Alla vigilia di Natale, cinque persone sono state arrestate con l’accusa di terrorismo nell’ambito di un’operazione coordinata dalla Procura Nazionale Antimafia e Antiterrorismo, tra loro, una ragazza di 18 anni di origine algerina, cresciuta e residente a Spoleto. La giovane è sospettata di aver costituito una cellula denominata “Da Wa Italia” (“La Chiamata”), affiliata ad Al Qaeda e ISIS. L’inchiesta, condotta dai Carabinieri del ROS, ha svelato un’organizzazione dedita al reclutamento e all’indottrinamento di giovani, anche minorenni, con lo scopo di spingerli verso la radicalizzazione jihadista.

Secondo le autorità, la giovane spoletina avrebbe collaborato con una coetanea pakistana residente a Bologna, particolarmente attiva nel proselitismo online. Insieme, le due avrebbero formato un gruppo volto a diffondere una “giusta” versione dell’Islam, legata al movimento jihadista, con un focus su giovani di seconda generazione. Tra gli altri coinvolti, un 27enne turco residente a Monfalcone e il fratello minore della ragazza pakistana, sospettato di aver già partecipato a un periodo di addestramento militare.

L’indagine, avviata nel settembre 2023, si è basata sul monitoraggio di circuiti radicali online, rivelando come il gruppo utilizzasse piattaforme digitali per diffondere propaganda e reclutare nuovi membri. Uno dei destinatari dell’ordinanza di custodia, un giovane cresciuto a Milano, è sfuggito alla cattura poiché già partito per il Corno d’Africa, dove si presume si sia unito a milizie jihadiste.

Spoleto, la ragazza accusata di terrorismo tace davanti al Gip

Sono durati pochi minuti gli interrogatori di garanzia per i quattro arrestati. La ragazza di Spoleto, difesa dall’avvocato Sabrina Montioni, si è avvalsa della facoltà di non rispondere alle domande del gip Letizio Magliaro. Il suo legale ha sottolineato che molti dei reati contestati sarebbero stati commessi quando l’indagata era ancora minorenne.

Anche i due fratelli pakistani, di 22 e 19 anni, residenti a Bologna, e il 27enne turco di Monfalcone hanno optato per il silenzio, limitandosi a brevi dichiarazioni spontanee. Gli interrogatori si sono svolti in video collegamento dalle carceri di Perugia e Gorizia, dove gli arrestati sono attualmente detenuti.

Secondo quanto emerso, il gip ha confermato la custodia cautelare per tutti, ritenendo sussistenti i rischi di fuga e reiterazione del reato. L’inchiesta è tutt’altro che conclusa e gli inquirenti stanno approfondendo i legami tra gli indagati e altre reti jihadiste presenti in Italia e all’estero.

Lotta al terrorismo in Italia: una sfida costante

L’operazione “Da Wa Italia” rappresenta un ulteriore tassello nella complessa lotta al terrorismo in Italia.

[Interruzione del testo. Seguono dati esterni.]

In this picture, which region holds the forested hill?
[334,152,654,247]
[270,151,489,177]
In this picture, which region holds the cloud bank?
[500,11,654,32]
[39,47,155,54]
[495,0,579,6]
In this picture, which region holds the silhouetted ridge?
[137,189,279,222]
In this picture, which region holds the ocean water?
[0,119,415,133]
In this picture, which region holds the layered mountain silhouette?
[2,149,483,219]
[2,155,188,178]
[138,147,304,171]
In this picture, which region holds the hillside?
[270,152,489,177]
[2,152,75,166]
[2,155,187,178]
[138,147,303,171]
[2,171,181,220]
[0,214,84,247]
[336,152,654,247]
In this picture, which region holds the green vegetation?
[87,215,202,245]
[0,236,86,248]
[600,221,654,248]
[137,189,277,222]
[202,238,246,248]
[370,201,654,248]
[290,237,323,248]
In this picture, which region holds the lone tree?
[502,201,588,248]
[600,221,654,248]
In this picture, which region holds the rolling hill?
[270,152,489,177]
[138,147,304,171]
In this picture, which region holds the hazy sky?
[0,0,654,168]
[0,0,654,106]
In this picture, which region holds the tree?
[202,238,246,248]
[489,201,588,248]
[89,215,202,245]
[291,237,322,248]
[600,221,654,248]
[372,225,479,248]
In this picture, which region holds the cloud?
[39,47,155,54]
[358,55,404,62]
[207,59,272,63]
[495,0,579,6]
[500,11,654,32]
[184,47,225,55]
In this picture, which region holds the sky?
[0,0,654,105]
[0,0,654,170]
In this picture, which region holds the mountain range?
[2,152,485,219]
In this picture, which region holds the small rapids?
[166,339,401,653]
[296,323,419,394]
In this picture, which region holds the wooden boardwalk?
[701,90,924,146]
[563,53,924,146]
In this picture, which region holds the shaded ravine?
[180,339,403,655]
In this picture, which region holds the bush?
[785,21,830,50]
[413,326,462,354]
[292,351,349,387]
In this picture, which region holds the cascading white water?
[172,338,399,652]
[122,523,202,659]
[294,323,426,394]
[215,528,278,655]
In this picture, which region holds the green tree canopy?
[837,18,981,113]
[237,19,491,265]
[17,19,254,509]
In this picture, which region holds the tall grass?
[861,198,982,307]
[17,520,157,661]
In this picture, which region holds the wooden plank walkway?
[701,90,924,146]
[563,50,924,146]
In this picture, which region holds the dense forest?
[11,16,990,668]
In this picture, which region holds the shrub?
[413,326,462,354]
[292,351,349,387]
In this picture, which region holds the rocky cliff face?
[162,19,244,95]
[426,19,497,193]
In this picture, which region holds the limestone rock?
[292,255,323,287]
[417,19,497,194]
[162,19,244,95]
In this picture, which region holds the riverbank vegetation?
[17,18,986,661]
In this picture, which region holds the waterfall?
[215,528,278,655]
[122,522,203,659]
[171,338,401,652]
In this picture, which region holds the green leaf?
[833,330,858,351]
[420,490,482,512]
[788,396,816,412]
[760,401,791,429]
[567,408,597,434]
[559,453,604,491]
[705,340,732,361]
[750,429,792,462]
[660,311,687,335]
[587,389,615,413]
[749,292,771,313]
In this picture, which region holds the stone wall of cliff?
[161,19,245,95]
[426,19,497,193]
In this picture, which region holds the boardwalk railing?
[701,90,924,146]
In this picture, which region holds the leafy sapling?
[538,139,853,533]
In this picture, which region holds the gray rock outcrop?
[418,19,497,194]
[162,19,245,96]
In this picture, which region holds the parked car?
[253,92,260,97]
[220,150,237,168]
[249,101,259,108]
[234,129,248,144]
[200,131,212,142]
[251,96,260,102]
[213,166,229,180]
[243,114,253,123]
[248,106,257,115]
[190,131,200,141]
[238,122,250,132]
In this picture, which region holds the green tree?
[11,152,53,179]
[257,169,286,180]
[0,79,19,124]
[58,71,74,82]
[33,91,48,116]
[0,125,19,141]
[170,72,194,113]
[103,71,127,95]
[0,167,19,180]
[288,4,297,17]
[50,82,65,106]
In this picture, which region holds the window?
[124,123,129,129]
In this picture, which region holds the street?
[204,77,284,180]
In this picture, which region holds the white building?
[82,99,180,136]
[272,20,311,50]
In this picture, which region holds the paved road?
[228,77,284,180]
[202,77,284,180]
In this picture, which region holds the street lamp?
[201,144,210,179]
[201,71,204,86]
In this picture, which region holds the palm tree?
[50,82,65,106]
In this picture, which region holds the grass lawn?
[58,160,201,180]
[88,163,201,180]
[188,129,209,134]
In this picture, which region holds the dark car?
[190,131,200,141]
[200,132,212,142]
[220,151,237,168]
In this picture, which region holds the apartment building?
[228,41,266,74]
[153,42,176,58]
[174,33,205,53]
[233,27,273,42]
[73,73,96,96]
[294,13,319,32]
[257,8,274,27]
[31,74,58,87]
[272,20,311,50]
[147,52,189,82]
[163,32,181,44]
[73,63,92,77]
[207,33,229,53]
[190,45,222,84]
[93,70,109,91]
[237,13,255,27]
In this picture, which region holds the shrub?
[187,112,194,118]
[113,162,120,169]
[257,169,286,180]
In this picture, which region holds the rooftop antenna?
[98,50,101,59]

Un fenomeno che negli ultimi anni si è adattato e trasformato grazie alle opportunità offerte dal digitale. L’Italia, benché meno colpita rispetto ad altri Paesi europei, è in prima linea nella prevenzione e nel contrasto al radicalismo.

Dal 2015, le autorità hanno intensificato il monitoraggio delle attività online, riconoscendo il ruolo centrale che i social network e le piattaforme di messaggistica criptate rivestono nella propaganda jihadista. L’utilizzo di strumenti avanzati di cyber-intelligence ha permesso di identificare e smantellare diverse cellule terroristiche operanti nel Paese.

Parallelamente, è stato rafforzato il dialogo con le comunità musulmane e avviati programmi di sensibilizzazione per prevenire la radicalizzazione. Soprattutto tra i giovani di seconda generazione. La strategia italiana si basa su un mix di interventi repressivi e preventivi, con un forte coinvolgimento delle istituzioni locali e delle scuole.

L’arresto dei cinque sospettati dimostra l’efficacia di questo piano, ma evidenzia anche le sfide ancora aperte. La radicalizzazione, spesso invisibile agli occhi della società, può nascere all’interno di contesti apparentemente integrati, sfruttando fragilità sociali ed economiche. La cooperazione internazionale resta cruciale per affrontare un fenomeno che, per sua natura, non conosce confini.

Mentre le indagini continuano, l’Italia ribadisce il proprio impegno nella tutela della sicurezza nazionale. Consapevole che la lotta al terrorismo non è solo una questione di polizia, ma anche di coesione sociale e prevenzione culturale.